O’Neill war noch nicht überzeugt, doch bevor er weiter darüber diskutieren konnte, warf Harry ihm ein kleines, in Geschenkpapier gewickeltes, Päckchen zu.

„Hier, fang! Ich wollte mich nicht mit leeren Händen bei dir einladen“, erklärte Harry forsch und doch wirkte er plötzlich ein wenig verlegen. „Außerdem bin ich dir noch etwas schuldig. Ich hatte beim letzten Mal vor meiner Abreise gar keine Möglichkeit mehr, dir zu danken. Es war wirklich nett, dass du mich nicht wieder an die Behörden ausgeliefert hast. Ich glaube nicht, dass ich eine Rückführung in den Knast überstanden hätte“, räumte Maybourne zaghaft ein.

Er wusste, dass Jack verstehen würde, worauf er hinaus wollte. Bevor er seinen Lebensabend hinter schwedischen Gardinen verbracht hätte, wäre er lieber das Risiko eingegangen, bei einem Fluchtversuch ums Leben zu kommen. Jack hatte ihn vor diesem Schicksal bewahrt und ihm eine neue Existenz geschenkt. Auch wenn dies bedeutet hatte die Erde zu verlassen, um der Rache seines alten Arbeitgebers zu entkommen, war Harry dennoch dem anderen Mann sehr dankbar.

„Schon gut“, murmelte Jack und schluckte schwer. Verlegen drehte er das kleine Päckchen in seinen Händen. Solche unerwarteten Gefühlsausbrüche waren einfach nicht sein Ding, vor allem nicht, wenn sie von einem Typen wie Harry Maybourne kamen, der mindestens ebenso sarkastisch sein konnte, wie er selbst.

„Und was hast du dir nun vorgestellt?“, lenkte Jack das Thema wieder auf unverfänglichere Dinge, wobei er bezweifelte, dass im Zusammenhang mit Harry Maybourne überhaupt irgendein Thema gefahrlos angeschnitten werden konnte.

„Zunächst einmal dachte ich, ich lade mich bei dir zum Essen ein. Alleine bei dem Gedanken, an ein schönes Stück Weihnachtsbraten, läuft mir das Wasser im Munde zusammen.“ Verzückt von der Vorstellung rieb Harry sich erwartungsfroh die Hände. „Bei der Gelegenheit, solltest du nicht langsam mit dem Kochen beginnen, Jack? Ich meine, wenn du heute noch einen anständigen Braten auf den Tisch zaubern willst, dann musst du dich allmählich ranhalten.“ Demonstrativ schaute Harry erst auf seine Armbanduhr und danach abwartend zu O’Neill.

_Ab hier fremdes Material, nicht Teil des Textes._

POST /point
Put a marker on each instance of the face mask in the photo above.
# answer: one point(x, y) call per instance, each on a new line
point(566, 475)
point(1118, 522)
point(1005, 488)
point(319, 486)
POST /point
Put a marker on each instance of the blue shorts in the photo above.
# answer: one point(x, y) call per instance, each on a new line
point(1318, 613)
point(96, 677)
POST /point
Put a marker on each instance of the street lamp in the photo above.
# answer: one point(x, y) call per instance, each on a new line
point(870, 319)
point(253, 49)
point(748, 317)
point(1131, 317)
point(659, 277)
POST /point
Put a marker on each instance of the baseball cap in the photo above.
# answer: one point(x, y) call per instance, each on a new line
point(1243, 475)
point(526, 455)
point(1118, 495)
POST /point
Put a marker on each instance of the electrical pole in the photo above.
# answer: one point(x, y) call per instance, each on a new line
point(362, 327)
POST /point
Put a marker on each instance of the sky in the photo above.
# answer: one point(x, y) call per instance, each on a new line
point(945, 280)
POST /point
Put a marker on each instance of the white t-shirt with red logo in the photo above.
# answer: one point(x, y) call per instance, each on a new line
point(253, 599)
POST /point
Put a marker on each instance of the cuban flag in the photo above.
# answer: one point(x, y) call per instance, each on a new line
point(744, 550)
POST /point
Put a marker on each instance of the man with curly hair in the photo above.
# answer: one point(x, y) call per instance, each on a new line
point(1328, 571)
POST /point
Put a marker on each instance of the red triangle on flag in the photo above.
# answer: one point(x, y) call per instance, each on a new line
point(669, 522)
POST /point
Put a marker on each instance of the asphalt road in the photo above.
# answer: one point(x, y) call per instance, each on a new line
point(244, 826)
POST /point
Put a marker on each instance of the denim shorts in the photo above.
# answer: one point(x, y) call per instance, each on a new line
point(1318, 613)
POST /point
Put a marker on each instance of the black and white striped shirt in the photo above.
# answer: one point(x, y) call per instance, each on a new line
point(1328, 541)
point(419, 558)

„Ich schätze, daraus wird nichts werden. Kochen ist nicht gerade meine Stärke. Also wenn es wirklich das war, was dich zu mir geführt hat, dann werde ich dich leider enttäuschen müssen. Bei mir gibt es heute nur das Festtagsmenü aus der Tiefkühltheke, komplett mit Erbsen, Kartoffelpüree und, als absolutem Höhepunkt, glasierten Maronen“, imitierte Jack zuletzt die Stimme des Supermarksprechers, die verheißungsvoll das Fertiggericht präsentiert hatte. „Alles fein übersichtlich angerichtet, in der Mikrowellen geeigneten Plastikschale und servierfertig in fünf Minuten“, beendete Jack die Aufzählung seiner bevorstehenden kulinarischen Genüsse für den heutigen Weihnachtstag.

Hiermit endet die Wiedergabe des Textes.